Tuesday, 20 January 2009
A Camp - Colonia
released 2 February 2009 on Reveal Records
It’s fair to say that 2008 was a pretty good year for side-projects. As well as Damon Albarn and Jamie Hewlett taking their opera, Monkey: Journey to the West, to the O2 arena for a critically-acclaimed run, Robert Plant, Gruff Rhys and Alex Turner all received Mercury nominations for their extra-curricular activities. So, onwards to 2009, and already there’s a new album from the offshoot of an established band.
A Camp were born of a Cardigans hiatus in 2001 following the release of their 3-million selling Gran Turismo album, when frontwoman Nina Persson teamed up with Mark Linkous of Sparklehouse to pen their eponymous début. Fast-forward to now, and after collaboration success with Manic Street Preachers, Persson this time teams up with husband and ex-Shudder to Think guitarist Nathan Larson for Colonia. Factor in contributions from Guided by Voices drummer Kevin March, Joan As Policewoman and ex-Smashing Pumpkin James Iha and you’ve got something you’ll be intrigued to give a spin before you can say “supergroup.”
It all starts promisingly enough with energetic waltz The Crowning preceding lead single and stand-out track, Stronger than Jesus. Both are fantastic, old-fashioned pop songs, with strong melodies complimented by well thought-out instrumentation. A smattering of brass on Stronger than Jesus weaves and bobs between Persson’s vocals, giving the song a strong anthemic feel.
Unfortunately, it’s consistently downhill for the next quarter of an hour and, were it not for the saving grace of Chinatown, for the rest of the album in general. The whole recording has a very 21st Century sound, meaning that not one space has been left empty and allowed to breathe. The era of ProTools has led to music being able to be seen visually as a diagram and often for producers the temptation to ‘fill in’ the empty gaps is too irresistable, leading to a thick, sludgy sounding record, where the finished product is much less than the sum of its parts. This ‘kitchen sink’ approach to mixing is fully in evidence throughout Colonia, which makes it a chore to listen to. Actually, that’s not true, it’s perfect for listening to on the London Underground, where the noise of the train will blend in seamlessly with the 101 instruments already on show.
That’s a real shame as The Cardigans are a much-underrated band and Persson has the capacity to be a fantastic frontwoman. The sheer weight of production, however, means that Persson has to really strain to make herself heard above the fug of noise and her vocals are unable to display the alluring insouciance that made Lovefool such a success.
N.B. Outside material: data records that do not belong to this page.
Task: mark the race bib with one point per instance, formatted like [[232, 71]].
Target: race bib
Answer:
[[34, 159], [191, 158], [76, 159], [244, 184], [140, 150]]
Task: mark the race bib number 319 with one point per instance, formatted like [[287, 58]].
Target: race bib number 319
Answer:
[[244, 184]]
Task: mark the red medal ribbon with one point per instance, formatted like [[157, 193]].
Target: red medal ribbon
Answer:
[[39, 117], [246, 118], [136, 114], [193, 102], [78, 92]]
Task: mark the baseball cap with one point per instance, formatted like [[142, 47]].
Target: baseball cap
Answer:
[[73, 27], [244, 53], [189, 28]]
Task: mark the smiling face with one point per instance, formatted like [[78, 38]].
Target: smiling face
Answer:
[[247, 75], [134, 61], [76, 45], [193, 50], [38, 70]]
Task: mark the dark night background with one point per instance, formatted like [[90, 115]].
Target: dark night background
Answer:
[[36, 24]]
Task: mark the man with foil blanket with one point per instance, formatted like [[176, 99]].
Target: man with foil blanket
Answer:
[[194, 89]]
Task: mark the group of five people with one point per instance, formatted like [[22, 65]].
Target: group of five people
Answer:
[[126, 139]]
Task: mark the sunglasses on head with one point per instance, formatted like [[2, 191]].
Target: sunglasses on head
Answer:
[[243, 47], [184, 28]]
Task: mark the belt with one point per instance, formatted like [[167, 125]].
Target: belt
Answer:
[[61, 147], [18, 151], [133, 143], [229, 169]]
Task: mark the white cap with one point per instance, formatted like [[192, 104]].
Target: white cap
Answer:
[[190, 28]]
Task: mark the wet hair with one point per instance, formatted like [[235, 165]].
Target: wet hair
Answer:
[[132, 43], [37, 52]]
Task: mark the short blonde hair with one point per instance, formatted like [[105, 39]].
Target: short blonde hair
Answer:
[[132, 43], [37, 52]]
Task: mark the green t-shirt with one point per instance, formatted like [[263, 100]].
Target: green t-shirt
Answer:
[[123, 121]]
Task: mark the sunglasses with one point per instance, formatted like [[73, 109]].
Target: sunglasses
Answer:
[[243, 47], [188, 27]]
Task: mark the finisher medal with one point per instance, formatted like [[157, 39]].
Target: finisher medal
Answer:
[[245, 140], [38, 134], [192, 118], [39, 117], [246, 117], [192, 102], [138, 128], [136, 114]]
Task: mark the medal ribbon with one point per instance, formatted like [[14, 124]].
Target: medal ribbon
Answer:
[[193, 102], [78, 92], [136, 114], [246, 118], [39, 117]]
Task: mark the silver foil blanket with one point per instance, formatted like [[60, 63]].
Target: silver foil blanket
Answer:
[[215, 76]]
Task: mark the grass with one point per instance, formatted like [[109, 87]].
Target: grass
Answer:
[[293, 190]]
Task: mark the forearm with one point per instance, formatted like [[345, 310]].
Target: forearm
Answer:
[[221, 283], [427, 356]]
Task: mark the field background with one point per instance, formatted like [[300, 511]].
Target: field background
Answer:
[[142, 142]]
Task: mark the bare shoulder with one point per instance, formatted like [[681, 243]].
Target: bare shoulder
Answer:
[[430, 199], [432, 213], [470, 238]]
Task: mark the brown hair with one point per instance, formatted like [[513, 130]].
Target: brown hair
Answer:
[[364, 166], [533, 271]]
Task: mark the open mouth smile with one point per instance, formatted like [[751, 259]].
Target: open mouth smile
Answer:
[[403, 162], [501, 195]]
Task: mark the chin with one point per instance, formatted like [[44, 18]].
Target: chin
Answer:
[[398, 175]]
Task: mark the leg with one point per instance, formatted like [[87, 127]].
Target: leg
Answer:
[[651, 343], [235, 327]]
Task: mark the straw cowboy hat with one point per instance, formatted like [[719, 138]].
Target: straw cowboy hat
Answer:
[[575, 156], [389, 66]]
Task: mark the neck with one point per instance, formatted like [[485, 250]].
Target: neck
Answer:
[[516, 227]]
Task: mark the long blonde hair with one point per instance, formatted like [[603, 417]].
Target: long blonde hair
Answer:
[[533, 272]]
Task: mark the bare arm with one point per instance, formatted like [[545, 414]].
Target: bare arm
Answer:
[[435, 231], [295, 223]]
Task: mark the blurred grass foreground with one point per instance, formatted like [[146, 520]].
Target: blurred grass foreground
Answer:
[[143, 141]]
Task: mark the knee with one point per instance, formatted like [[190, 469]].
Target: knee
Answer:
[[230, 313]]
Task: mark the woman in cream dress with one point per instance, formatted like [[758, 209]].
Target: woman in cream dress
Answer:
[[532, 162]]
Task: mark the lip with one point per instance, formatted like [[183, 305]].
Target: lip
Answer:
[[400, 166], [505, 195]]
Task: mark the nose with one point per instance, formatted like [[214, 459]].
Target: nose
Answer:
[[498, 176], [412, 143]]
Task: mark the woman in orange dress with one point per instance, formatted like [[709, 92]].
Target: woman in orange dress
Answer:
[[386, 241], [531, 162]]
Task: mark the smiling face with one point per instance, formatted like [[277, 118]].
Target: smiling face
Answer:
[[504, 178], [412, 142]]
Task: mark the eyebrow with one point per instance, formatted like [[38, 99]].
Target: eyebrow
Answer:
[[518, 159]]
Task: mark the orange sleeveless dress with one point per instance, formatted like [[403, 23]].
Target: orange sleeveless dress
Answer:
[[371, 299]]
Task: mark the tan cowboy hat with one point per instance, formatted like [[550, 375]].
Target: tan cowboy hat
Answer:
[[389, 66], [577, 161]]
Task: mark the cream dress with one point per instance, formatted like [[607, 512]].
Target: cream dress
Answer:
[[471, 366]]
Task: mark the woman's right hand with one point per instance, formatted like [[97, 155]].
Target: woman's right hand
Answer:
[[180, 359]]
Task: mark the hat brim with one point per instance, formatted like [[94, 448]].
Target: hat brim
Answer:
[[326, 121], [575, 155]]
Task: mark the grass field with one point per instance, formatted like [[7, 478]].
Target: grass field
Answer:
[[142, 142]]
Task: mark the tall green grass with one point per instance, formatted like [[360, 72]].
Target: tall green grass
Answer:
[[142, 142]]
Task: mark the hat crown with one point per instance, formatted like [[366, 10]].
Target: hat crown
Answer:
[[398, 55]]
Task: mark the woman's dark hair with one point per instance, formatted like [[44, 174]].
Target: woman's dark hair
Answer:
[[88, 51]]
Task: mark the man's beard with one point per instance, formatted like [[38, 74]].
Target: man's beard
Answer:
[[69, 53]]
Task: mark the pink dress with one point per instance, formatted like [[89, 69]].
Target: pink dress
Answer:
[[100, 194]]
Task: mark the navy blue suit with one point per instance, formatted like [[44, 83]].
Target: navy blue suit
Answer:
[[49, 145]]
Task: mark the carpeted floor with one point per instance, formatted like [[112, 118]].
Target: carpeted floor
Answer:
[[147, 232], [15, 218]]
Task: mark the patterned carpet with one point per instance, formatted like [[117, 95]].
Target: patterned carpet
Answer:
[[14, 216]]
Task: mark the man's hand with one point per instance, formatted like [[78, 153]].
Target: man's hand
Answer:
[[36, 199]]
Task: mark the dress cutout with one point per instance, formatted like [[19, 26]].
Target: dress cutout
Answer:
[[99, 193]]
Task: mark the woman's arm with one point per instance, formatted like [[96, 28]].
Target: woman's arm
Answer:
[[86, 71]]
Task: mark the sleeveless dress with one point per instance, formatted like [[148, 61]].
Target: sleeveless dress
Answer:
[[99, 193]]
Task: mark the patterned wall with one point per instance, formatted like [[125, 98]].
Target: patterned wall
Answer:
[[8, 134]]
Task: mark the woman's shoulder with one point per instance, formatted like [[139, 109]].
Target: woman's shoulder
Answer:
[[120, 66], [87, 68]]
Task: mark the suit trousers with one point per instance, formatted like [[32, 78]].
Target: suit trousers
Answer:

Lyrically, Colonia flits between the wryly observed sublime (“Young drunken girls in a hideous dance/Sing a heartfelt lament to the death of romance”) to the embarrassingly gauche and ridiculous (“Raindrops in a reservoir and minutes in a jar/That is what we’ve got”). We expect better from the woman who penned a title as memorable as I Need Some Fine Wine and You, You Need to Be Nicer.
The nadir of this sorry exercise comes with the unbearably schmaltz-laden and saccharin duet with fellow Swede Nicolai Dunger titled Golden Teeth and Silver Medals. It’s difficult to describe but no understatement to say that it would be preferable to listen to Elton John and Kiki Dee’s wretched Don’t Go Breaking My Heart.
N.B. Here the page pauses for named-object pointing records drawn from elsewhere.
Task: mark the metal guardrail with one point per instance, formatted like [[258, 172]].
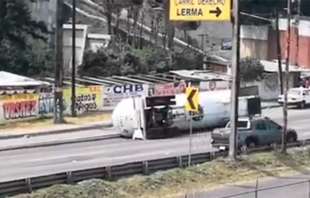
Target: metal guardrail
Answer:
[[117, 171]]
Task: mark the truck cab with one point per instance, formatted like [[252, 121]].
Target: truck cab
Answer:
[[297, 96]]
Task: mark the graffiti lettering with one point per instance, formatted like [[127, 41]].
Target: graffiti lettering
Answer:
[[127, 89], [16, 110], [46, 103], [86, 103]]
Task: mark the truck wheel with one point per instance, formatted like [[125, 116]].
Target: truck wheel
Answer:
[[291, 138], [249, 143]]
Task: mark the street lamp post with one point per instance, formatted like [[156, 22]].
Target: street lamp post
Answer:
[[73, 93]]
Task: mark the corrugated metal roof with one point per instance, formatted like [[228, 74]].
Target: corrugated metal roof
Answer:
[[8, 79]]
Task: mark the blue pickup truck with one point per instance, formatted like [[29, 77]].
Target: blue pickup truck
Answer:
[[252, 132]]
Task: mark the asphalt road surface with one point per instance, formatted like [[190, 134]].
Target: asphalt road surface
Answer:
[[23, 163]]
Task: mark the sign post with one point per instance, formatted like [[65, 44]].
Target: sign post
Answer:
[[200, 10], [192, 105]]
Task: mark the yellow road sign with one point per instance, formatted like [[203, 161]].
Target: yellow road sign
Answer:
[[200, 10], [192, 99]]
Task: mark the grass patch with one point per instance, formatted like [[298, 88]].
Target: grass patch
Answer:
[[177, 182]]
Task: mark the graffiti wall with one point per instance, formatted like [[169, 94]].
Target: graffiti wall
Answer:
[[18, 107], [88, 99], [114, 94], [46, 104]]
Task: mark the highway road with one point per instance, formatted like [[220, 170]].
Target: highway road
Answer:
[[22, 163]]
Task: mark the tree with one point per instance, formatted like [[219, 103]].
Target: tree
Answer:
[[251, 70], [22, 40]]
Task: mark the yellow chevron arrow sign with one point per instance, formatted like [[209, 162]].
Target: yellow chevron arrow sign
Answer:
[[192, 99]]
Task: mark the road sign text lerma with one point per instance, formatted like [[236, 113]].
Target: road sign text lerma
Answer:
[[192, 99], [200, 10]]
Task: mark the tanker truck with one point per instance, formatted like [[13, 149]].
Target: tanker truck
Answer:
[[168, 114]]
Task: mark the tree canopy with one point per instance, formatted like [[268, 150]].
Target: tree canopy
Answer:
[[23, 46]]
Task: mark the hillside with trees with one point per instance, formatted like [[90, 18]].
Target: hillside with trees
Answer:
[[23, 46]]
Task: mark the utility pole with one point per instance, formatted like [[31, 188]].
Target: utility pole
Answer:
[[288, 42], [73, 94], [58, 92], [203, 36], [235, 82], [279, 51]]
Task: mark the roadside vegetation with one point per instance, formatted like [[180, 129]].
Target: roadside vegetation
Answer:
[[178, 182]]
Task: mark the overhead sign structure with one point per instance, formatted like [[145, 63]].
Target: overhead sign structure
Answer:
[[192, 99], [200, 10]]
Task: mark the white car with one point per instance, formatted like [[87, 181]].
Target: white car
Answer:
[[297, 96]]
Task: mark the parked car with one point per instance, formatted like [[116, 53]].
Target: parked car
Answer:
[[297, 96], [252, 132]]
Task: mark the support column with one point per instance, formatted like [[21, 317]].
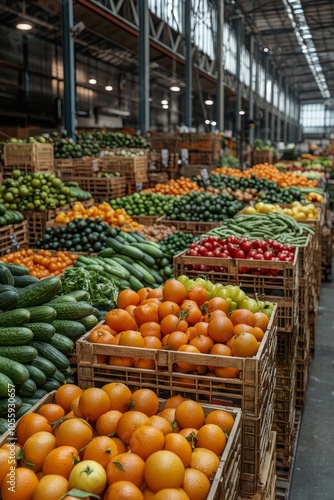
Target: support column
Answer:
[[144, 67], [68, 67], [251, 91], [220, 109]]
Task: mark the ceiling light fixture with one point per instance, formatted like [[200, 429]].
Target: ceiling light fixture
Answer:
[[24, 26]]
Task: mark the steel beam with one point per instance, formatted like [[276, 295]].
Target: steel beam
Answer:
[[189, 65], [220, 105], [144, 67], [68, 66]]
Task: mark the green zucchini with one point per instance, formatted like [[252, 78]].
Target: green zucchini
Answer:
[[20, 353], [6, 277], [41, 331], [27, 389], [6, 384], [8, 299], [23, 281], [16, 335], [15, 317], [62, 343], [49, 352], [14, 402], [69, 328], [17, 372], [45, 314], [43, 364], [72, 310], [39, 293], [36, 375]]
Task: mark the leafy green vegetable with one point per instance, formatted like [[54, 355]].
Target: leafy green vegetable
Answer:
[[101, 290]]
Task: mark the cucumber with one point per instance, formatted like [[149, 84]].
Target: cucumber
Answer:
[[125, 249], [27, 389], [51, 385], [36, 375], [16, 317], [20, 353], [23, 410], [72, 310], [89, 322], [44, 314], [6, 277], [16, 371], [49, 352], [43, 364], [16, 269], [8, 299], [14, 402], [62, 343], [69, 328], [6, 384], [15, 335], [23, 281], [41, 331], [39, 293]]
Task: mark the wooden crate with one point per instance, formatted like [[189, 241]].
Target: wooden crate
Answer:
[[13, 237], [35, 157], [135, 168], [282, 288], [267, 481]]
Ultimately, Colonia has an awful lot of ideas, but doesn’t really know what to do with them and the majority of tracks end up sounding messy and - like the rest of us following Christmas - carrying a little too much extra weight. When Persson repeatedly sings “I will slip your mind” on Love Has Left the Room, it’s oddly self-prophesising; you’ll struggle to remember much of this record after hearing it. It’s too early to be proclaiming the death of the side-project just yet but as far as A Camp are concerned, don’t give up the day job.